Harvest was over. There were things to do, but nothing as hectic as June and July had been.
Most days I had time to take a walk from the house to the Baseline Road (a half mile) then east on the Baseline another half mile and then back to the house. A leisurely two-mile walk. At least, most days it was leisurely.
One afternoon I set out walking and talking to the red-winged blackbird that flew from one perch to another on the phone line and sang to me as we went along. Suddenly I spied movement in the deep barrow ditch [research] on the other side of the road. I stopped. Slowly, a monstrous dark brown bull—there was no doubt that he was a bull—rose from the ditch, swung his head toward me, and stared. I guessed I had interrupted his nap.
“Oh, shit,” I thought. “Should I stand still or run back to the house?” Neither of those options seemed to fit the situation. The only possible shelter was the telephone pole about thirty feet away “Can I get there if he charges?” I wondered. “And how long would I be able to run round and round that pole before he got me?” My blackbird was still singing—easy for him, he wasn’t on the ground.
I took a slow step toward the pole. Then another. His head turned with my movement as I slowly walked toward the pole. Slow steps, listening for a snort, always keeping an eye on the bull but trying not to look him in the eye. No challenges from me. I got to the pole and peeked out from behind it. He had turned around but not moved from his spot in the ditch. So I kept walking from pole to pole and then east on the Baseline Road—my usual route, continuing to keep looking behind me.
When I came back the bull was gone.
I told Marvin about the encounter. “That’s our neighbor, Parker’s, bull.
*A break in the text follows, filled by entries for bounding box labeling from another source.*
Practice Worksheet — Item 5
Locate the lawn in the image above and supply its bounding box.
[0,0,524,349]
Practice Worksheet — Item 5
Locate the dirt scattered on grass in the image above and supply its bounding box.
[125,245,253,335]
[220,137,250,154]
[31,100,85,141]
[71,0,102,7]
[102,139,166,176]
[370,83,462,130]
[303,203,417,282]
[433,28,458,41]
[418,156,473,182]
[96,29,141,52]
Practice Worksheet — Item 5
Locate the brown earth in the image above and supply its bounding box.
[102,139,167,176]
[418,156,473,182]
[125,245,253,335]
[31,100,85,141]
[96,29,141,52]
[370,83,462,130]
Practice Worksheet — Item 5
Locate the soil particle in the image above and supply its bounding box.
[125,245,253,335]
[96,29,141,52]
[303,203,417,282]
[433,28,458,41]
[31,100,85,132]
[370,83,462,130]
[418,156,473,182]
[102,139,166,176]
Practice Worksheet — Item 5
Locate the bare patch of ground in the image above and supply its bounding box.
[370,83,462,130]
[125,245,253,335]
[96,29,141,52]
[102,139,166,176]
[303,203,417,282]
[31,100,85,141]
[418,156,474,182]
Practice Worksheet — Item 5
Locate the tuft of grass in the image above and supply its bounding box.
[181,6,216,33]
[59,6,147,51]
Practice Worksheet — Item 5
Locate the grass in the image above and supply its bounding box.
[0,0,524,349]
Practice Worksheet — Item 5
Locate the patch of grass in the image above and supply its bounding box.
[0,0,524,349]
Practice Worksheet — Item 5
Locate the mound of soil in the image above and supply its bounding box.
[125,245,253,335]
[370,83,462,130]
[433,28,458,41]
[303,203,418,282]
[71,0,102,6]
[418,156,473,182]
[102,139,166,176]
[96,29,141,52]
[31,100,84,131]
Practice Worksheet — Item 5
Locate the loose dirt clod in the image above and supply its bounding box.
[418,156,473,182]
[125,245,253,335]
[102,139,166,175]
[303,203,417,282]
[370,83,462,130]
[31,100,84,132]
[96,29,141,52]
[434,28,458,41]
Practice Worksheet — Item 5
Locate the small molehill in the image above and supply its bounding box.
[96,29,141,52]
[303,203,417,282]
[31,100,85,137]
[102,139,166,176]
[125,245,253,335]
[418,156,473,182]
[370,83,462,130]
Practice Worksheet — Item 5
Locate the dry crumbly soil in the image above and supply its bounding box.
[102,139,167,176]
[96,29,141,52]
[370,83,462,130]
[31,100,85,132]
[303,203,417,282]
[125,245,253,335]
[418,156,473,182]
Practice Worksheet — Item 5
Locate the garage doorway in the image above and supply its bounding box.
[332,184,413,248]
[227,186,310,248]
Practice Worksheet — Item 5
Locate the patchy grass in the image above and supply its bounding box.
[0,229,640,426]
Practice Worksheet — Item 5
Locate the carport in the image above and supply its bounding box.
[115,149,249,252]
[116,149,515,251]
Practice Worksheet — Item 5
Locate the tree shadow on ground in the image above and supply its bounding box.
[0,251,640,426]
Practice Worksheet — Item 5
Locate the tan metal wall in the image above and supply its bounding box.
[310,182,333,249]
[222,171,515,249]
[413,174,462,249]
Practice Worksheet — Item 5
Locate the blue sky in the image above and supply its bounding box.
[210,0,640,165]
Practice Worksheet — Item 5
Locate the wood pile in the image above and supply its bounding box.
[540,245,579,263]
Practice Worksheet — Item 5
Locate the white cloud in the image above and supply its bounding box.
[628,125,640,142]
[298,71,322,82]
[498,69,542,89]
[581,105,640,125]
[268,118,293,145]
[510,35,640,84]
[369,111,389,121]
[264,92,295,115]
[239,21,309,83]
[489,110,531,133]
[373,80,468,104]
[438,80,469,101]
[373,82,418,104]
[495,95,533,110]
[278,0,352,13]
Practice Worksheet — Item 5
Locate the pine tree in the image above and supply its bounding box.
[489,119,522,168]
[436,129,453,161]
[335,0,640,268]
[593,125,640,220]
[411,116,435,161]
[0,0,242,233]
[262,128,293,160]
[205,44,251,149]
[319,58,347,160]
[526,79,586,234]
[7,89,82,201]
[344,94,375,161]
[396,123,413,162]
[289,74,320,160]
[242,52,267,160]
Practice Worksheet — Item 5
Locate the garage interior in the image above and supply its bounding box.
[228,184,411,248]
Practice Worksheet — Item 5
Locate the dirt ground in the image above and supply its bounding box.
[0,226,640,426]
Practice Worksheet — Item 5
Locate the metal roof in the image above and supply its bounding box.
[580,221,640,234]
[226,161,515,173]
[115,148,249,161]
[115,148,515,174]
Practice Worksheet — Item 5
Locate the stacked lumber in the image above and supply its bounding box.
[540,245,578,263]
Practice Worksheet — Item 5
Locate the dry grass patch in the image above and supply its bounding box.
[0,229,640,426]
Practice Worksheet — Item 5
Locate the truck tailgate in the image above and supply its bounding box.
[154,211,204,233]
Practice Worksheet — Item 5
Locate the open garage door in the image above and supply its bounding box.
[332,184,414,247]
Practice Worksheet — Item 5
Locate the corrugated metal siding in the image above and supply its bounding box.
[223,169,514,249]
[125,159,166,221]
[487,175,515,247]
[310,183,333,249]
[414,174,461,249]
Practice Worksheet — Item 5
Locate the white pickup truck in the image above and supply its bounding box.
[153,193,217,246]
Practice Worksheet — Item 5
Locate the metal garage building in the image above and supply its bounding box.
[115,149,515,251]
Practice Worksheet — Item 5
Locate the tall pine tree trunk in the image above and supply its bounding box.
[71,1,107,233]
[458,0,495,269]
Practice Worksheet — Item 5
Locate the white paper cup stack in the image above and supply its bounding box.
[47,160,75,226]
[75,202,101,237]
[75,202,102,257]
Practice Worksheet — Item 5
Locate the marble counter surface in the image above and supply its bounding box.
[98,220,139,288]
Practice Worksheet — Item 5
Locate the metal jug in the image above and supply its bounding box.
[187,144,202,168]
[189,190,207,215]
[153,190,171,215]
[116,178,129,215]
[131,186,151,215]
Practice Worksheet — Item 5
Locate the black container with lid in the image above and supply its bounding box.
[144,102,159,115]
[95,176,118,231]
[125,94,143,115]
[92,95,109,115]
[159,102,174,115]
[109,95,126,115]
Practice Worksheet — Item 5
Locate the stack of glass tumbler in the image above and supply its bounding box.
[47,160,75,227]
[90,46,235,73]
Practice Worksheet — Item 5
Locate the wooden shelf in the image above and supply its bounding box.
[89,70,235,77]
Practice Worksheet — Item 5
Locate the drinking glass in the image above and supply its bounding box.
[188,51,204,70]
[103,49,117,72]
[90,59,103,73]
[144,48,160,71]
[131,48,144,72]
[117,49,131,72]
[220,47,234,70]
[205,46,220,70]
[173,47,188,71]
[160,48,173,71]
He’s pretty old.”
“Who,” I Asked. “Parker or the bull?”
He considered this. ”Both, I think.”
A few days later we were in the coffee shop in town and heard that the bull had died. I guess I scared him to death, but I didn’t tell anyone about it for a long, long time.
Dr J’s Comments
True farmwife stories are endless, tireless, and heartwarming. They range from humorous to tragic, but all include history we cannot afford to lose. This one is no exception. This delightful story was sent this morning and it is too sweet not to share.